HISTÓRIAS INTERESSANTES

— Você já não é mais meu marido — declarou Paulo na frente dos nossos filhos, com uma voz tão fria que parecia congelar o ar ao redor da mesa de jantar.

Mas naquela noite, pela primeira vez em vinte e dois anos, eu não baixei a cabeça. E não permiti que eu saísse desse casamento sem nada.

— Então preste bem atenção, Paulo. O divórcio vai ser rápido. Mas definitivamente não será barato.

Eu estava em pé na beira da mesa, ainda segurando a colher de salada. Olhava para ele com uma calma tão firme que seu rosto se contraiu.

Sobre a mesa ainda estavam os pratos. O cheiro do pato assado, da pimenta e da laranja preenchia o apartamento.

A luz da noite já iluminava nosso espaçoso lar no centro de Jaroslavl.

Do lado de fora da janela, o cinzento úmido do final de novembro pesava sobre a cidade como uma sombra; raros flocos de neve grudavam no vidro escuro e derretiam imediatamente.

Zsófia apertava a caneca com as duas mãos.

Máté permanecia imóvel, com o telefone na mão.

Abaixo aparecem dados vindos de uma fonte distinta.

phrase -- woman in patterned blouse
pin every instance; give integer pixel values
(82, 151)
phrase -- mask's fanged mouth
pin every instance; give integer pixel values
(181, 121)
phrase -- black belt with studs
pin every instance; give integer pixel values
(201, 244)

Paulo estava ao lado do aparador, com as costas anormalmente retas, como alguém que já ensaiou essa cena muitas vezes na cabeça e agora só teme não ser levado a sério.

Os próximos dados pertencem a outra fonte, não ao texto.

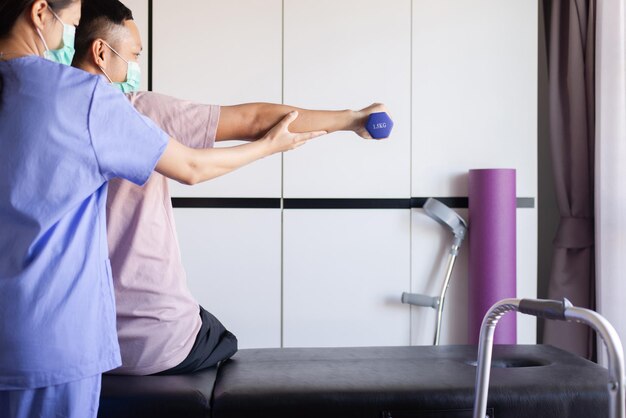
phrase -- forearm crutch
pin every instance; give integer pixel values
(450, 219)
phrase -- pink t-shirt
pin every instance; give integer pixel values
(157, 317)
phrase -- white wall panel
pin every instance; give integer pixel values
(348, 54)
(344, 272)
(222, 52)
(232, 258)
(474, 92)
(140, 15)
(526, 271)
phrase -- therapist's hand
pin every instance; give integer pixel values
(280, 139)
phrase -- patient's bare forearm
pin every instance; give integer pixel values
(253, 120)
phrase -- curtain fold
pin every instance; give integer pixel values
(611, 163)
(570, 30)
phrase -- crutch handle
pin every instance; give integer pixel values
(548, 309)
(419, 299)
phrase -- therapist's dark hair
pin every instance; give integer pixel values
(98, 20)
(11, 10)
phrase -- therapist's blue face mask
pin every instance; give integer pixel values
(133, 75)
(65, 54)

— Não faça um espetáculo — sibilou ele. — Eu fui honesto. Eu tenho uma nova vida.

Você volta para o apartamento em Bragino, e nos divorciamos de forma tranquila e civilizada.

“Tranquila.”

Essa palavra foi a que mais doeu.

Ele não disse: “Desculpa.”

Não disse: “Eu errei.”

Não disse: “A culpa é minha.”

Disse apenas: tranquila.

Como se não estivesse apagando vinte e dois anos de vida com uma única frase.

Como se não estivesse destruindo o lar que construímos juntos.

Como se nossos filhos não estivessem ali, assistindo a família desmoronar diante deles.

Como se estivesse apenas reorganizando móveis.

Naquele silêncio gelado, finalmente enxerguei a verdade com clareza absoluta.

Não era um homem confuso à minha frente.

Não era uma crise de meia-idade.

Não era alguém dividido entre duas vidas.

Era alguém que já tinha calculado tudo.

Seu próprio conforto.

Meu desaparecimento.

A tranquilidade dos filhos.

A chegada da nova mulher.

E acreditava com absoluta certeza que eu, como sempre, iria simplesmente apagar os problemas.

Ele sempre contou com isso.

Mas naquela noite, algo em mim mudou para sempre.

Não era mais a esposa magoada que falava.

Nem a mulher traída.

Era a mulher que finalmente começou a fazer contas.

Não de memórias.

Não de lágrimas.

Não de amor perdido.

Mas de papéis. Direitos. Dinheiro. Futuro.

E se Paulo achava que poderia me empurrar silenciosamente para um apartamento decadente enquanto começava uma nova vida com outra mulher, então, pela primeira vez na vida, ele havia calculado tudo errado.